Except for six hours in March in a few days between rough patches, 18 months out of the studio passed before I returned in November to work again. In the pandemic that was still raging then and barely better now (when will there be enough vaccine doses for all in the US, and when will the infrastructure be in place to distribute it properly?), my studio was once again my place of purpose and refuge. Most of the time over the last 35 years, my studio has been the place of contemplation and exploration. Down the stairs to the studio, passing pots I’ve made on my downstairs gallery shelves, I finally went back to work. My daughter calls this my vocation. It is what I am called to do, where my heart is.
I began again by sitting down in my workspace and looking around the studio. In the end I began by making some order. The place had accumulated odds and ends in its period of disuse. There were bits of paper with ideas and sketches, and bits of objects that inspired me with shape, texture or function. I piled things there all year on my way to somewhere else in the basement. Ceramics magazines and books with no home were piled up on my work table; at least, if I could not work, I read. Small this-and-that had accumulated on the wheel that stands right next to the door where I had deposited them on the fly. But mostly, as my studio does after it is unused for a while (and this was a very long while), it had a very dusty and forlorn air. It is this sad air that I got up and began to clear away.
In those many months when I could not lift, push or pull clay without putting my surgical areas at risk, I made a decision. The gallery space next to my studio is full of bowls, cups, serving baskets and plates, and also plenty of one-off creations that I no longer want to choose to make. So now, I stepped into making into really focused work. There are certainly potters who specialize in various religious wares, making church/synagogue/mosque ware (goblets, patens, etc; objects with Biblical or Koranic passages written or carved on them; tiles for architectural details in places or worship; or Christmas ornaments; or Chanukah menorahs, or decorative pieces for people’s homes. I decided to go with my heart and create the niche market that embraces the religious life I live within, and making vessels I would like to own.

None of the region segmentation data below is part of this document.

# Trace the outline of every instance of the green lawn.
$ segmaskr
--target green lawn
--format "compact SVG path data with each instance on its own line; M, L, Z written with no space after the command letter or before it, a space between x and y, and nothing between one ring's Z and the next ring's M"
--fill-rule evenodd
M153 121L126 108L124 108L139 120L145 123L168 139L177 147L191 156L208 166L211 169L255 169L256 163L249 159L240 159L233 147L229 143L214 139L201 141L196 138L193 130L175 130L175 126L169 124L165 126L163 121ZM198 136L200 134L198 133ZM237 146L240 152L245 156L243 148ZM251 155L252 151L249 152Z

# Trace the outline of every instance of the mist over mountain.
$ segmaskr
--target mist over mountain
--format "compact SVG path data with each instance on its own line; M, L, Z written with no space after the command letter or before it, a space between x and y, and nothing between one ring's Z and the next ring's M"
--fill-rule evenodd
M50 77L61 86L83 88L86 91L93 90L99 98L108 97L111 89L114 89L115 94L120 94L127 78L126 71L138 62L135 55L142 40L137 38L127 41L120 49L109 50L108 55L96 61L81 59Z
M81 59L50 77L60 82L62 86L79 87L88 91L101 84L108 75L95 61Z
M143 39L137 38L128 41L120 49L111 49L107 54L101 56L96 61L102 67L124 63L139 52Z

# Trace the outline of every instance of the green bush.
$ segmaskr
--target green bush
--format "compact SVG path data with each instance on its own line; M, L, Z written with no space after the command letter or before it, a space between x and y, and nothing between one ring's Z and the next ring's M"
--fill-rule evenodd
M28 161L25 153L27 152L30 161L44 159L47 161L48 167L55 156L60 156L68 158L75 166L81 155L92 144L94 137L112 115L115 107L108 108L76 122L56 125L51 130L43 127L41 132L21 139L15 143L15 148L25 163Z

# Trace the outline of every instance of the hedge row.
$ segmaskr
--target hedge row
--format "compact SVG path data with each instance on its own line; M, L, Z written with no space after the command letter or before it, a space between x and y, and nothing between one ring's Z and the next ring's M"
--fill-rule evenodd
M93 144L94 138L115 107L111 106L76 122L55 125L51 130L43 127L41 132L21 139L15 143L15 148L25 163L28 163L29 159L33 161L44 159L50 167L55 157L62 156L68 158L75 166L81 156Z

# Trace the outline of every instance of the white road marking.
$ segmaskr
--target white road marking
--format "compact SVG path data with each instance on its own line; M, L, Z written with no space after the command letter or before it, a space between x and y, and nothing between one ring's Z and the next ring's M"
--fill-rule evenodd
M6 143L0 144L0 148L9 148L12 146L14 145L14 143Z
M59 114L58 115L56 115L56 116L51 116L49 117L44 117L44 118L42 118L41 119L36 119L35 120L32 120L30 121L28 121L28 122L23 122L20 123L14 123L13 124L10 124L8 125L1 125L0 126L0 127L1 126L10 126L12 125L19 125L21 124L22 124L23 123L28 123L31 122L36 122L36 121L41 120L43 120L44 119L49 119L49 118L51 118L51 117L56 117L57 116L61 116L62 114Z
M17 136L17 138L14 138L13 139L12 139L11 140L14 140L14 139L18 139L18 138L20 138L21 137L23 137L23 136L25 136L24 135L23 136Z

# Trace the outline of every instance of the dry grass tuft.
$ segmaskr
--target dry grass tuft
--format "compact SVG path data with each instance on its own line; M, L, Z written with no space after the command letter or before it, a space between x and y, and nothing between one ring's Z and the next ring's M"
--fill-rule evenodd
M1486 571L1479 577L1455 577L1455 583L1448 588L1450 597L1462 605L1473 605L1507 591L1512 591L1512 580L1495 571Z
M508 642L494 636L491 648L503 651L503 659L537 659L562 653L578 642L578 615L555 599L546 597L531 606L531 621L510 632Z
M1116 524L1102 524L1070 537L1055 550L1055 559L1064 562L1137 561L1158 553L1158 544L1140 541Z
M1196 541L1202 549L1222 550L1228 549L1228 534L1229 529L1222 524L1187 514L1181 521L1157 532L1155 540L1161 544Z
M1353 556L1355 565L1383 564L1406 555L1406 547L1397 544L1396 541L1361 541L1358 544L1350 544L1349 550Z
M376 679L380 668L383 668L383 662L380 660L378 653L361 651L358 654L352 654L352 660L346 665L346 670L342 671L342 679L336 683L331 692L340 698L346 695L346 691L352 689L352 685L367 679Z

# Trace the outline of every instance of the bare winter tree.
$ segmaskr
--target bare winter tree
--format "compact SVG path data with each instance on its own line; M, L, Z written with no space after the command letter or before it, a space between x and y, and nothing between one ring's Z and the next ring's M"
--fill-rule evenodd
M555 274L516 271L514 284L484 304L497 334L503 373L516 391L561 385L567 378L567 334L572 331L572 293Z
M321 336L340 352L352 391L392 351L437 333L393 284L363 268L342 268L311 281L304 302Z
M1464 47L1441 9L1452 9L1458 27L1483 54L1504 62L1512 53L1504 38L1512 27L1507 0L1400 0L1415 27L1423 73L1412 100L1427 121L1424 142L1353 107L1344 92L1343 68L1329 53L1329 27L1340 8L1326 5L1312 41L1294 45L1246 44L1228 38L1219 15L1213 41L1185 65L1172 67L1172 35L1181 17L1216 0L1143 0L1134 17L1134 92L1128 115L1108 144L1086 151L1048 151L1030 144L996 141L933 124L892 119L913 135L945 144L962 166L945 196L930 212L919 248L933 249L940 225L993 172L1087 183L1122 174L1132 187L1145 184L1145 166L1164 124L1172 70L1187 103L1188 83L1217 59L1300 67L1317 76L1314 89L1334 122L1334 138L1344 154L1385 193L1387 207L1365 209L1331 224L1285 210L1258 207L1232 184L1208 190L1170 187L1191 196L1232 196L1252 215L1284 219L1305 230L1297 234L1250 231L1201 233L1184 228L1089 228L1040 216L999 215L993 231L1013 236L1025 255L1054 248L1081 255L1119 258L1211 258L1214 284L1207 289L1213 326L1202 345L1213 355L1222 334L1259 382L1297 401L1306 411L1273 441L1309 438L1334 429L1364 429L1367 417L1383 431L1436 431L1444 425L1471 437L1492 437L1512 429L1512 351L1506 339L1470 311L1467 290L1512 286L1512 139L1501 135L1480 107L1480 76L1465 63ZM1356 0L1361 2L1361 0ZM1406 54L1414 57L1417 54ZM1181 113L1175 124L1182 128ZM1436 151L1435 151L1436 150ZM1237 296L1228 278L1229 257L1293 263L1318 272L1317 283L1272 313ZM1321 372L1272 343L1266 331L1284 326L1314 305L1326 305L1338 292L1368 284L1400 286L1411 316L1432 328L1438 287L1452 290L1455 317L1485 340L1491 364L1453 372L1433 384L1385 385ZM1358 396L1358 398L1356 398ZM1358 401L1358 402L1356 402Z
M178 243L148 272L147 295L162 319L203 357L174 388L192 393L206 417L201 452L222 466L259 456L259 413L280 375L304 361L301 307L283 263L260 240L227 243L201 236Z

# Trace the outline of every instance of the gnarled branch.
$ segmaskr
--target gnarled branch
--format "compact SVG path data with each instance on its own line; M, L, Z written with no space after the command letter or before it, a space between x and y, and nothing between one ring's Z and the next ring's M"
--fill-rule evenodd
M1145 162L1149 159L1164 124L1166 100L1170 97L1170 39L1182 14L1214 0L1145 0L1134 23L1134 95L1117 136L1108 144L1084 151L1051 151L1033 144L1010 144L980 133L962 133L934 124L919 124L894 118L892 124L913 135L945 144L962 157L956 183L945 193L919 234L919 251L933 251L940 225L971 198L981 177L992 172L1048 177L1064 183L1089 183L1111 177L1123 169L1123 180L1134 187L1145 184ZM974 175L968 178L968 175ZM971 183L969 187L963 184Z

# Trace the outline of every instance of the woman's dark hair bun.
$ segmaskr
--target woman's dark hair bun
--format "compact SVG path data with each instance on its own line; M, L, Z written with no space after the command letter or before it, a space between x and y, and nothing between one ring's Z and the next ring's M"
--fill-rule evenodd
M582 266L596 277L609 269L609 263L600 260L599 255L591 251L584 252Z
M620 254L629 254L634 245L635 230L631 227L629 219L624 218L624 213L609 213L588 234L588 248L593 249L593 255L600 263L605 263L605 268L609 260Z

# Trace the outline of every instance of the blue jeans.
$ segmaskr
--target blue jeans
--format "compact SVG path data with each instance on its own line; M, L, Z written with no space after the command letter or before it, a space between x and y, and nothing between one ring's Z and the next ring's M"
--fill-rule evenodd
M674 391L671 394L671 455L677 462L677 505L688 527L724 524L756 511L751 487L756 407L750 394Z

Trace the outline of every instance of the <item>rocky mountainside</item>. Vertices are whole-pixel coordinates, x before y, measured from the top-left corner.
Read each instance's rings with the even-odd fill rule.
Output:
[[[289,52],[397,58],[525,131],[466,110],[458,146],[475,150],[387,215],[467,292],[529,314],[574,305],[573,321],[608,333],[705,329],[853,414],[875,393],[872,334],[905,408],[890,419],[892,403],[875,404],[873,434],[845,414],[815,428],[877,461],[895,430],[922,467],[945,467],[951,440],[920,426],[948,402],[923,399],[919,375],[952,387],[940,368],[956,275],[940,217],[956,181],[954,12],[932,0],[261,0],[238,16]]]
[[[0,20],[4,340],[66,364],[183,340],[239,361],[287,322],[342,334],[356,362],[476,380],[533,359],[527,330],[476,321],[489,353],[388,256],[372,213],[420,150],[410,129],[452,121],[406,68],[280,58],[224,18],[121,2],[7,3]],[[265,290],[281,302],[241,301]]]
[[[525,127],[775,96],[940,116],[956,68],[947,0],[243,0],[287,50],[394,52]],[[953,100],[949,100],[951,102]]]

A professional potter does not need to please all of the people. Even if the objects they create look simple and everyday, they are still luxuries. We are not obliged to make mugs and storage crocks since these are no longer essential. Plastic and glass are eminently practical. Machine made dishes often weight less and stack better. Since we make wares that appeal to a specific few, a relatively tiny few, we need to choose what we will make. I am choosing to make the bulk of my work for a very small niche indeed. Everyday objects and holiday objects of Judaica, they will run the gamut from costing relatively little to costing more than the average user of Judaica will want to spend on a handmade Seder plate or Chanukah menorah. I don’t mind. My buyers are an even smaller group than that.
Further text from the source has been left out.